I want to say "yes, and" to this.

I really like the argument about narratives shaping us.

However, I think there's an additional, key piece of the picture.

Technology also gave us access to more information and more experts.

People seek out information, and help, online, and they find it.

Now if we have a question, we can go to YouTube and find people with real academic credentials who can speak to our concerns.

When I was younger, I went to Summit Ministries Worldview Camp, endorsed by Dobson!

Later, I went to L'Abri Fellowship in the UK for a full term, and returned the next year, and attended L'Abri conferences in the U.S.

I've also attended C.S. Lewis Foundation weekends, etc. etc.

I appreciated the explanatory power that these organizations could give to the Christian worldview.

The explanatory power of their argument (not perfectly univocal, but certainly running with the same grain) helped make sense of things when my strict, sheltered, genuinely fundamentalist upbringing was giving me, as I reflected, more and more reasons NOT to believe in the Christian faith.

Fast-forward a couple of decades, I found that Dr. John Vervaeke's 50-lecture YouTube series Awakening from the Meaning Crisis series also had enormous explanatory power about matters related to life, belief, and meaning from a different perspective than the Christian worldview.

I also found that Bernardo Kastrup' videos and arguments for analytical idealism had strong explanatory power from yet another distinctively different perspective, not Vervaeke's, not anything a U.S. evangelical or fundamentalist would call a Christian worldview.

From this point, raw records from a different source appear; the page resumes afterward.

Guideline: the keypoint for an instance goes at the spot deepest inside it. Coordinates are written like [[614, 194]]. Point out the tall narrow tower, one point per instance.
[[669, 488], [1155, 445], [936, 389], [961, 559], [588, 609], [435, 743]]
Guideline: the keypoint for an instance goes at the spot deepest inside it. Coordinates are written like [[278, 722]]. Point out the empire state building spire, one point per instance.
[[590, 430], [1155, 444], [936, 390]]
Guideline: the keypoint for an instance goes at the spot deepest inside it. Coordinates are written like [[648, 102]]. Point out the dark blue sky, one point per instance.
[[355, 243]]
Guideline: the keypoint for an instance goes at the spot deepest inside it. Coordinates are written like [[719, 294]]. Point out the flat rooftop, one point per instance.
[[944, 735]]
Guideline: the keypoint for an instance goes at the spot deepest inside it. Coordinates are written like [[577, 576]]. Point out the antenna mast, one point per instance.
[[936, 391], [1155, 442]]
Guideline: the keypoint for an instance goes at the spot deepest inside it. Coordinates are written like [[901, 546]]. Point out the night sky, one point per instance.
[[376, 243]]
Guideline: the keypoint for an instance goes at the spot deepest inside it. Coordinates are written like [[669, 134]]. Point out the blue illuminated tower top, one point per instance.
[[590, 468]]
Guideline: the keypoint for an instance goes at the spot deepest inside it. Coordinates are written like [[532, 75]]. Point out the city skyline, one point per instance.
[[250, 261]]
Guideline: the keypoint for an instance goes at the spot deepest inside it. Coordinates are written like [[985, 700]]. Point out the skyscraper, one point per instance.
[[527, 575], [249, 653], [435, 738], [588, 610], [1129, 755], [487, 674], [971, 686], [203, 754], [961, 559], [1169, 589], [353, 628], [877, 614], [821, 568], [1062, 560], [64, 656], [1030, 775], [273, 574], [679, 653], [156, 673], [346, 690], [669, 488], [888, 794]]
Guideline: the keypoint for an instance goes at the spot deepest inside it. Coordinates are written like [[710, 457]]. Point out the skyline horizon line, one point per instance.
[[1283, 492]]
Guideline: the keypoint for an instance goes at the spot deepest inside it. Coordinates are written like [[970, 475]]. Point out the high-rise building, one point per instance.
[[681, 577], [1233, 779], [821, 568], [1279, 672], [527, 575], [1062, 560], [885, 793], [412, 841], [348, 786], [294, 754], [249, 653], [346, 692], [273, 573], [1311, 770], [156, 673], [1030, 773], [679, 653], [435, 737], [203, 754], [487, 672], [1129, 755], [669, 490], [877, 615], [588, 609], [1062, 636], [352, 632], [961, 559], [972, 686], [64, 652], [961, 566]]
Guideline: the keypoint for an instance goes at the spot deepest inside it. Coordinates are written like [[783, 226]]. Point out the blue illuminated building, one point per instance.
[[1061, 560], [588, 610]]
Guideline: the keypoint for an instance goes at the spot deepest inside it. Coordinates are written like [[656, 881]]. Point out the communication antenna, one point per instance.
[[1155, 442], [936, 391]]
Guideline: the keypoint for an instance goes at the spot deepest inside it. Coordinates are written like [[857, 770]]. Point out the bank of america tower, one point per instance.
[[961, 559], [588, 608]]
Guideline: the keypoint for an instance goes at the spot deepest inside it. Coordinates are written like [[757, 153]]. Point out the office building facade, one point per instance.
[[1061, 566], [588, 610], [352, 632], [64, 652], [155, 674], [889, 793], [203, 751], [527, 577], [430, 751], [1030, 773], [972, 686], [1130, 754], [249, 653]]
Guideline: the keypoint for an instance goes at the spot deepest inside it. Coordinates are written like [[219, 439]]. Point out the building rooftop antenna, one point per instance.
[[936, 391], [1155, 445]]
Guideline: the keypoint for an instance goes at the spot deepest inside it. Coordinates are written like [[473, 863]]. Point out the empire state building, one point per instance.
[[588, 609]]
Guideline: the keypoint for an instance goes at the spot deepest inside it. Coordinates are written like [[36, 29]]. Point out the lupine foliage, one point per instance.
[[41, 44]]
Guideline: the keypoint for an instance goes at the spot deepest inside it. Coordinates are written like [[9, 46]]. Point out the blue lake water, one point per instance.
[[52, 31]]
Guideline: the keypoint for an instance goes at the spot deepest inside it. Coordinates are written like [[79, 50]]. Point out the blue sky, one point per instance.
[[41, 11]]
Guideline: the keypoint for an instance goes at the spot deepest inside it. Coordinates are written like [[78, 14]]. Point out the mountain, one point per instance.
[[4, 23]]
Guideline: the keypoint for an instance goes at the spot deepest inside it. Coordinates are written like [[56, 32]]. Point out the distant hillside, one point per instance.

And of course, the Closer To Truth YouTube channel has interviews with all kinds of scientists, psychologists, philosophers, and theologians.

A kid like me who went to neo-pentecostal churches while attending Independent Missionary Baptist schools can get some interesting and diverse answers!

Additionally, on a more popular level, deconstructors both with and without advanced academic degrees offer perspectives and arguments across social media.

This is a substantially different world than our grandparents' in terms of the availability of relevant information.

We have access now to information and arguments and perspectives that were in no way available before, regardless of the shift in narrative formation.

(Of course, we also should ask the hard question of to-what-extent these stories on the big screen and the little screens really influence belief and behavior. That's a nuanced, tricky issue to pick apart.)

We should say this shift is good -- you don't always want the local pastor having complete control over your mind.

Certainly many influential ministers and evangelical social-media influencers are not seminary-educated.

Secondly, and much more briefly, hasn't "church" changed?

We have more kinds of churches, and many churches imitate our entertainment culture.

There's always been a transactional how-many-did-we-save-at-the-revival mentality in American Bible-believing culture, and megachurches jack up that idea with the kinds of steroids that every professional sport bans!

So no surprise that in the 1990s, people bailed on evangelical and charismatic churches and for season trended toward Eastern Orthodoxy.

This way too long -- thanks if you made it to the end. But I think about this a lot, too much.